Etude de 65 pages sur les bières traditionnelles du Bhoutan, leurs méthodes de brassage, leur rôle économique et social, avec un aperçu de leur histoire et une comparaison avec les bières traditionnelles du nord de l'Inde.

  • Le brassage de la bière avec des ferments à bière naturels végétaux est un trésor technique et culturel du Bhoutan.
  • La confection des ferments à bière est décrite dans le détail.
  • Vidéo montrant les étapes de cette technique de brassage.
  • Le brassage de la bière chang avec ces ferments. Différence entre les bières bang-chang et sing-chang.
  • La distillation de la bière pour faire de l'alcool ara.
  • Le rôle de la bière et de l'alcool dans la vie sociale et religieuse des Bhoutanais(es).
  • La "bière de l'illumination" dans la tradition bouddhiste tibétaine et bhoutanaise.
  • La place de la bière dans l'histoire du Bhoutan ancien.

 

Ch.Berger. Le brassage à la bhoutanaise - 2019.pdf

 

Résumé :

Le Bhoutan, royaume grand comme la Suisse, coincé sur les contreforts de l’Himalaya entre deux géants, l’Inde et la Chine, recèle beaucoup de trésors, les uns cachés, les autres offerts au regard de tous. Parmi ces derniers : les Trois Joyaux du bouddhisme , le Bonheur National Brut, et une façon spéciale de brasser la bière traditionnelle du Bhoutan, le chang. Rapprocher religion, économie et boisson fermentée semble sinon malvenu du moins déconcertant. Voyons de plus près.

Depuis l’invasion du Tibet par la Chine en 1950, le Bhoutan est devenu l’un des refuges du bouddhisme mahayana dans sa version tibétaine.  Tibet et Bhoutan partageaient depuis le 9ème siècle une histoire politique et religieuse commune, complémentaire et conflictuelle en même temps . Le bouddhisme est religion officielle au Bhoutan.

Le Bonheur National Brut est un concept élaboré au Bhoutan pour fonder la mesure des indicateurs nationaux sur quatre axes : 1) Développement durable/équitable 2) Protection de l’environnement 3) Promotion de la culture 4) Bonne gouvernance .

Les Bhoutanais(es) produisent et boivent leur bière dans le contexte domestique des villages ruraux, au cœur des petits champs de céréales et des rizières. Ils font ainsi depuis des siècles. Les brasseuses du Bhoutan disposent d’un savoir-faire hérité des peuples de l’Himalaya. Des plantes bien particulières pour produire les ferments, des céréales, de l’eau, du bois pour chauffer et quelques récipients, voilà le nécessaire pour brasser de la bière. Et un savoir-faire très précis, transmis de mère en fille, pour maîtriser la confection délicate des ferments sur lesquels repose tout le brassage du chang , la bière domestique du Bhoutan.

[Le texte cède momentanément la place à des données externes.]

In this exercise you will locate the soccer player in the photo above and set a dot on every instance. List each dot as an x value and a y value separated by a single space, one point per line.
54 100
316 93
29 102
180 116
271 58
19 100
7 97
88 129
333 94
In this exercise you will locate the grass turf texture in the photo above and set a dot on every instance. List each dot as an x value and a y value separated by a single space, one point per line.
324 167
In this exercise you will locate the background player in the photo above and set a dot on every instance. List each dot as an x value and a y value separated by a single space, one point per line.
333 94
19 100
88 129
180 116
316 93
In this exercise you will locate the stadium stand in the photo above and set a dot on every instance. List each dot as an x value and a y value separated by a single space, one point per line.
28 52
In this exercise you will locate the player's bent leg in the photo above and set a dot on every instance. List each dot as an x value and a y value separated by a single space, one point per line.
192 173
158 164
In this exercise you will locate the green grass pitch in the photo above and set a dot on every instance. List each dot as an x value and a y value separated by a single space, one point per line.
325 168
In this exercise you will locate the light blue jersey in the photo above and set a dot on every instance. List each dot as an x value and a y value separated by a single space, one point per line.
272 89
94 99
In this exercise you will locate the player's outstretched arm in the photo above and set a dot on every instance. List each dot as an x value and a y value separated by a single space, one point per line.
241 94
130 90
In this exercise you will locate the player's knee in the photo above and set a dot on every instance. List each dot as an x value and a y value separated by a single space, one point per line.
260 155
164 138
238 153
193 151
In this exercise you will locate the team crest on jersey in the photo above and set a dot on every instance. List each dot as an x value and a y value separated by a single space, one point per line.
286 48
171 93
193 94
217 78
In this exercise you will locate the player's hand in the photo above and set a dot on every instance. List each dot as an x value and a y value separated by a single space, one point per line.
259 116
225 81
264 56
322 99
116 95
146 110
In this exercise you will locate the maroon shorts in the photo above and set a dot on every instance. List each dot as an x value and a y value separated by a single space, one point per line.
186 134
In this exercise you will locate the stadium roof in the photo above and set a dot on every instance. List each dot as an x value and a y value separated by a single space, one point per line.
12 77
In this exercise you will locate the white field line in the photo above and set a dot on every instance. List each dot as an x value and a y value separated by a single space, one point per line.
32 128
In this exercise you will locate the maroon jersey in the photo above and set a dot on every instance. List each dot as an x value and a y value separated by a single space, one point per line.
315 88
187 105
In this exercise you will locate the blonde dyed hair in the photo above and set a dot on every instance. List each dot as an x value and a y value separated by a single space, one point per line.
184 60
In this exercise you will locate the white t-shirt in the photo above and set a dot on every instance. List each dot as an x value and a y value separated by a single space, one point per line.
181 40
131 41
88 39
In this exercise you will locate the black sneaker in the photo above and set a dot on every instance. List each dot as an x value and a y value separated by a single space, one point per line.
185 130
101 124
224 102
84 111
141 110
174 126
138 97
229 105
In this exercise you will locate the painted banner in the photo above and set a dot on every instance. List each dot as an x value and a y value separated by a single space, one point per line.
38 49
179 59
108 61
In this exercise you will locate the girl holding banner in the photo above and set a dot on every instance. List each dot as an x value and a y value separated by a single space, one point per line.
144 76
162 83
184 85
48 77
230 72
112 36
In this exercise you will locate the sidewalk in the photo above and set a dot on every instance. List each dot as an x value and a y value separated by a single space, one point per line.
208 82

La confection des ferments à bière est un véritable trésor technologique. La brasseuse bhoutanaise n’emploie ni levures, ni malt industriel, ni houblon, ni adjuvants alimentaires, ni produits chimiques. Seulement des plantes de son environnement montagnard et forestier (fleurs, feuilles, écorces et racines séchées) et des céréales cultivées (orge, blé, sarrasin, éleusine, riz, maïs). Tout le secret est dans la composition et la confection des ferments que nous détaillons plus bas. Un trésor apparenté à une biotechnologie des ressources végétales du pays. Cultiver des champignons microscopiques aux pouvoirs étonnants est un savoir-faire plus complexe qu’il n’y paraît.

Confection des ferments à bière (phab) dans une ferme près de Punakha (centre du Bhoutan) en 2019. La brasseuse explique les étapes de ce procédé traditionnel préservé au Bhoutan. Les ferments à base de champignons amylolytiques (ils convertissent l'amidon en sucres fermentescibles) servent à brasser la bière chang.

Carte des bières traditionnelles du Bhoutan
 
Carte des bières traditionnelles du Bhoutan. Identification des principales céréales ou des tubercules employés pour brasser les bières traditionnelles du pays.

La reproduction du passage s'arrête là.